In theory, big and small lenders alike suffer from increased interest rates. “The formula applies to any lender: when rates go up, the cost of capital increases,” said Gary Schwartz, president of the Canadian Lenders Association. In the past, traditional banks have ridden out these periods—and resulting economic downturns—by drawing on their vast capital resources and diverse revenue streams that less established players lack. But this time around, some Canadian fintech firms have their own secret weapon: gobs of venture capital money.
Backed by Portage, Power Corporation’s VC arm, the company has raised $84.25 million, including a $76-million Series B round in June 2021 that was led by tech entrepreneurs Michael Rowell and Michael Paulus. The online lender uses AI to screen the mortgage market to offer lower rates than traditional banks and brokers.
Nesto isn’t the Canadian fintech with a nest egg. Toronto-based Pine announced a $27-million in seed and Series A funding in late May 2022, just as the handle of the hockey stick was taking form. Calgary’s Neo, meanwhile, has raised $274.29 million since its founding in 2019, according to PitchBook data, including a $185-million Series C round in May, earning it unicorn status a mere two months before the Bank of Canada’s historic one percentage-point hike.
“These lenders will use this capital to invest in their financial technology, which is where they, in great part, have an advantage over banks,” said Schwartz.
To be sure, companies like Nesto, Pine and Neo are among the lucky ones.
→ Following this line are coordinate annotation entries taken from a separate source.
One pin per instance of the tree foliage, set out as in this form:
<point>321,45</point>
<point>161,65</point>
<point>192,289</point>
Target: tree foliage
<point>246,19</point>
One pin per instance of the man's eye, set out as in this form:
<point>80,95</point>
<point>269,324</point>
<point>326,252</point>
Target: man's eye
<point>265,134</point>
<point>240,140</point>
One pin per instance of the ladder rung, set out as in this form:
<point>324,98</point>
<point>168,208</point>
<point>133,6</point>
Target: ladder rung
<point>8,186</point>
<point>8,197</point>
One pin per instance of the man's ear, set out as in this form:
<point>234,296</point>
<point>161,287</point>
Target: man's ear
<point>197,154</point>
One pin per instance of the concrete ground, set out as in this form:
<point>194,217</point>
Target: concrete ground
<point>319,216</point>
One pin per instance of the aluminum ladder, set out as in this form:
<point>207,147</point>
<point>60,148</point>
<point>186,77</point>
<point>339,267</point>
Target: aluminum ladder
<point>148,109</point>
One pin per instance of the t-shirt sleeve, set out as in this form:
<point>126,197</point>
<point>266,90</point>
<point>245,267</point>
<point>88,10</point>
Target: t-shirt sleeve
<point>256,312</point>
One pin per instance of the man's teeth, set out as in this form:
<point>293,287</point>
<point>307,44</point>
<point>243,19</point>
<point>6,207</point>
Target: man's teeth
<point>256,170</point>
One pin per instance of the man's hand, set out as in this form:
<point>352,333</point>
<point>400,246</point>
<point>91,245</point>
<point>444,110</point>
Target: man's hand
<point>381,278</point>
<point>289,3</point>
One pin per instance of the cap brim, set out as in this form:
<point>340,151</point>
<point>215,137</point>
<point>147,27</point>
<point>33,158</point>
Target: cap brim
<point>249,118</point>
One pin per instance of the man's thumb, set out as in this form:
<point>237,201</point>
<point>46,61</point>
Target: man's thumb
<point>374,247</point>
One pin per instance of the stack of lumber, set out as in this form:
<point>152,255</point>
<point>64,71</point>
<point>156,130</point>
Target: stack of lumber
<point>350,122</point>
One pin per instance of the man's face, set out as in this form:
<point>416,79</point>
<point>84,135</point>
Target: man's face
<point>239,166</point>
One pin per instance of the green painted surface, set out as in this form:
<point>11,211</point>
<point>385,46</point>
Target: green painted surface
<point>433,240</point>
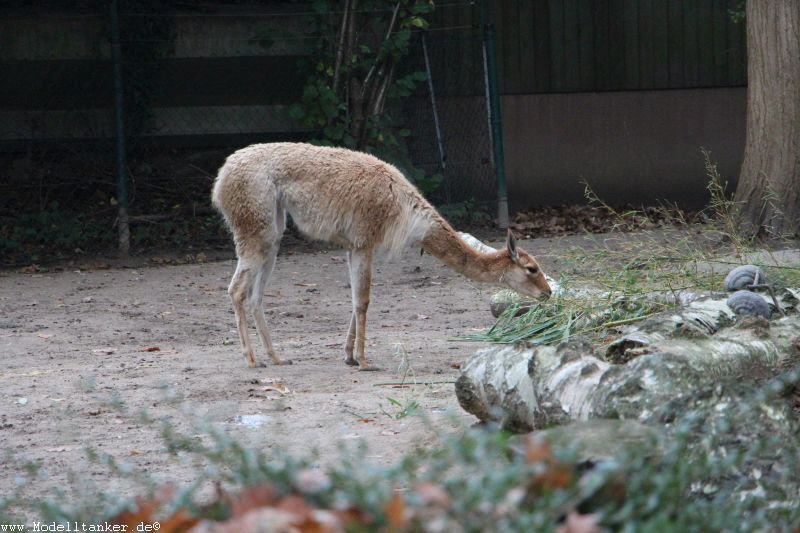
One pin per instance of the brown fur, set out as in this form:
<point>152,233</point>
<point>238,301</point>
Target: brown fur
<point>349,198</point>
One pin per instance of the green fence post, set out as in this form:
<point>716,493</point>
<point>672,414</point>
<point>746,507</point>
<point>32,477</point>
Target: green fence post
<point>119,132</point>
<point>493,96</point>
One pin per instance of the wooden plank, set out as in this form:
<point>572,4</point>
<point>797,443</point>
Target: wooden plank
<point>616,44</point>
<point>691,53</point>
<point>557,74</point>
<point>572,60</point>
<point>527,56</point>
<point>705,38</point>
<point>602,69</point>
<point>630,22</point>
<point>675,43</point>
<point>541,43</point>
<point>660,18</point>
<point>646,58</point>
<point>586,44</point>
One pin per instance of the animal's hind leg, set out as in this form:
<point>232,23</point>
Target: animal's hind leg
<point>240,291</point>
<point>258,310</point>
<point>360,280</point>
<point>350,342</point>
<point>351,332</point>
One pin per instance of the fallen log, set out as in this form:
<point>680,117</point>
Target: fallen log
<point>666,356</point>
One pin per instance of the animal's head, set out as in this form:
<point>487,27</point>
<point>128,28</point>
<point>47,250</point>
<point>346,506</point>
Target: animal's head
<point>523,273</point>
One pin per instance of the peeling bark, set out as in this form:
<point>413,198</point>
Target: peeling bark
<point>665,357</point>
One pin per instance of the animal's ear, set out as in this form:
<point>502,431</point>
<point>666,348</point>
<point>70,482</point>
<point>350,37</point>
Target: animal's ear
<point>511,245</point>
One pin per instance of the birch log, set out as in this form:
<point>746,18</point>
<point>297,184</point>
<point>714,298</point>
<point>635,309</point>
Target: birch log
<point>666,357</point>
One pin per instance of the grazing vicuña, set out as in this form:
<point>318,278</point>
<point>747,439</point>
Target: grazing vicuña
<point>349,198</point>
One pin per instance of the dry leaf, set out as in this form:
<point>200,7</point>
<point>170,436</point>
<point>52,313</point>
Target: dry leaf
<point>432,495</point>
<point>554,475</point>
<point>396,511</point>
<point>278,387</point>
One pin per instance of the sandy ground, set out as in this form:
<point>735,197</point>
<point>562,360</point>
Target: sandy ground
<point>72,340</point>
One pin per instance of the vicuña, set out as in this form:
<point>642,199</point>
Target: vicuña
<point>351,199</point>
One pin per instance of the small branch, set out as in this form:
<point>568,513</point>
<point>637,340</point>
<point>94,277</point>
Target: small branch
<point>340,50</point>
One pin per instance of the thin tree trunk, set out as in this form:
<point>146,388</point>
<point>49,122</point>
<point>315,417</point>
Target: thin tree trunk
<point>768,192</point>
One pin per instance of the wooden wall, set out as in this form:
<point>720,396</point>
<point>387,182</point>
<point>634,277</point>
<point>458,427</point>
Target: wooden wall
<point>553,46</point>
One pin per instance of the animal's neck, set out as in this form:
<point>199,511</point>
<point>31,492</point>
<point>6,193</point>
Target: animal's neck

Global fintech had a 33 per cent quarter-over-quarter tumble in the second quarter of 2022, according to a CB Insights report. The downfall of companies like the online-payments startup Fast and the New Jersey-based crypto-loan outfit Celsius, whose backing includes a reported $150 million from Quebec pension fund manager Caisse de dépôt et placement du Québec, underscores the upheaval in the fintech space.
Though the higher interest rates have pushed down the number of new mortgages in the industry in general, Charbonneau said, they have also raised awareness among customers of the savings Nesto is able to provide. (The company currently offers a 4.54 per cent, five-year fixed-term loan; by comparison, RBC’s current rate for the same loan is 5.54 per cent.)
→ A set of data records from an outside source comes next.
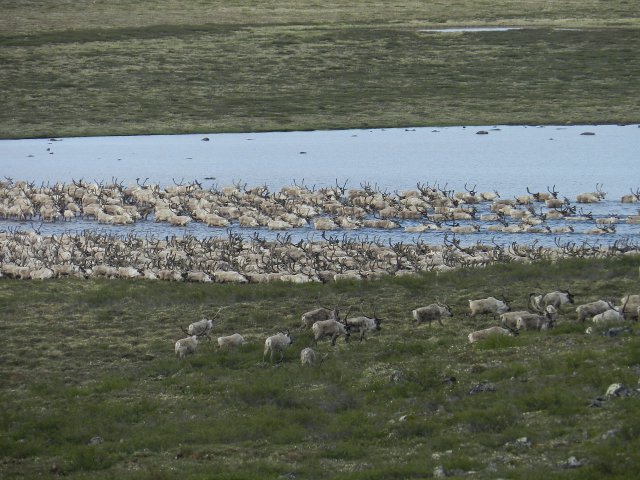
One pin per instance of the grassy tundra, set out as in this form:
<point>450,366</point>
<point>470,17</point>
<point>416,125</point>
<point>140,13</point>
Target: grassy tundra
<point>91,387</point>
<point>120,67</point>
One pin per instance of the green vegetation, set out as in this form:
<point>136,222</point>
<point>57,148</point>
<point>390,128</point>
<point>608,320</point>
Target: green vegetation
<point>89,359</point>
<point>174,66</point>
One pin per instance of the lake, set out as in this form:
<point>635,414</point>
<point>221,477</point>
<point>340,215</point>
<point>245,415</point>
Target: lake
<point>507,159</point>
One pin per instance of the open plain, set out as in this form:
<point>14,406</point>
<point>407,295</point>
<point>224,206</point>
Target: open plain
<point>90,385</point>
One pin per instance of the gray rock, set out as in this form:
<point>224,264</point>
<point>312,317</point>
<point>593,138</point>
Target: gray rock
<point>618,390</point>
<point>439,472</point>
<point>615,331</point>
<point>573,462</point>
<point>482,387</point>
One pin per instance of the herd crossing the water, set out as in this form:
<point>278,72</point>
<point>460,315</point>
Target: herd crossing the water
<point>333,213</point>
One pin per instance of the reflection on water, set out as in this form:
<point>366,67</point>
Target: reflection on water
<point>506,159</point>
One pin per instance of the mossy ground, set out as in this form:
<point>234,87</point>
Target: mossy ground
<point>119,68</point>
<point>83,359</point>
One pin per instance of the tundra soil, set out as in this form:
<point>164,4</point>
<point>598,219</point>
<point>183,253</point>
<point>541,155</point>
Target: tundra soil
<point>120,67</point>
<point>91,387</point>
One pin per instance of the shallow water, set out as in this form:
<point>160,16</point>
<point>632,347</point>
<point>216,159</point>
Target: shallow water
<point>503,158</point>
<point>507,158</point>
<point>470,29</point>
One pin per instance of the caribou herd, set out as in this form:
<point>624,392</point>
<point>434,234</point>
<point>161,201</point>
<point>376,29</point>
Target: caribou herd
<point>229,256</point>
<point>542,314</point>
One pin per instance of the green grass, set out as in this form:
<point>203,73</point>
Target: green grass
<point>118,68</point>
<point>95,358</point>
“For us, the increase in mortgage rate is not sucking the life out of the market. There’s still purchases happening; there’s still renewal happening,” said Charbonneau. “It’s just we see a lot more intent from clients.” He pointed to the pivotal period when the Bank of Canada increased its rates by a full point: “Those two days—the day leading to it and the day of—we saw double site visits. These were the two highest site-visit days for us since the inception of Nesto.”
In June, the company introduced a 150-day rate hold, allowing customers to lock in as a hedge against future increases. The hold also serves as an incentive for customers to move their existing mortgages to Nesto from other providers, said Charbonneau; if their mortgage is set to expire within 150 days, they know that the rate on offer will still be available, regardless of subsequent interest hikes. Charbonneau added that both renewal and new-mortgage numbers are on the rise at Nesto, and that the share of renewals in the company’s mix of transactions remains constant—though he declined to say whether Nesto will have to resort to further funding should the downturn spiral into a recession.
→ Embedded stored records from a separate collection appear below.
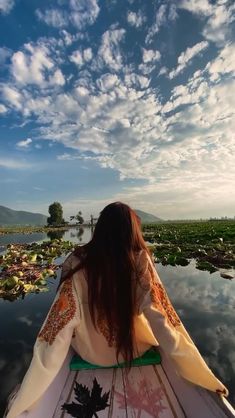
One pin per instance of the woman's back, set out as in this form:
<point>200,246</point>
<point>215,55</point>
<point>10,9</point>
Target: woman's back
<point>111,305</point>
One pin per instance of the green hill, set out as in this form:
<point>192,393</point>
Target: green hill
<point>19,217</point>
<point>147,217</point>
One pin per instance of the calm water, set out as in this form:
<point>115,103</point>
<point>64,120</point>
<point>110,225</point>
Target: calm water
<point>205,303</point>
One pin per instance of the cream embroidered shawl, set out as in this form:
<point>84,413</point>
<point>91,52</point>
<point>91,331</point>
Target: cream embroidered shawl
<point>69,323</point>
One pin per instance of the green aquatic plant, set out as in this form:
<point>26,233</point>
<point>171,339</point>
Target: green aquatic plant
<point>26,268</point>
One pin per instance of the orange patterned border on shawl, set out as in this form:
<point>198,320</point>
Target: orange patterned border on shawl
<point>62,311</point>
<point>161,301</point>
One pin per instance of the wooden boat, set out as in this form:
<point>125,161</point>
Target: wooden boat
<point>150,391</point>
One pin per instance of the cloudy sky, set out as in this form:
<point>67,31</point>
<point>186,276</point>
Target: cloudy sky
<point>118,100</point>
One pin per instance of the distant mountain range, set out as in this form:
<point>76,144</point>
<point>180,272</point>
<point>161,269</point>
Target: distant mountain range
<point>19,217</point>
<point>147,217</point>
Suffice to say, his sanguine outlook contrasts with that of smaller established mortgage players in the field. “Mortgage brokers are just starting to starve now, because there’s a long lag of final commissions being paid to both realtors and mortgage brokers,” said Ron Butler, president of Toronto-based broker Butler Mortgage. “We’re still getting paid on something that was initiated in March and April. But it’s over now. It’s gone. All gone.
“I refer to this as the valley of death,” Butler added ruefully. “We’ve reduced our headcount 38 per cent since March.”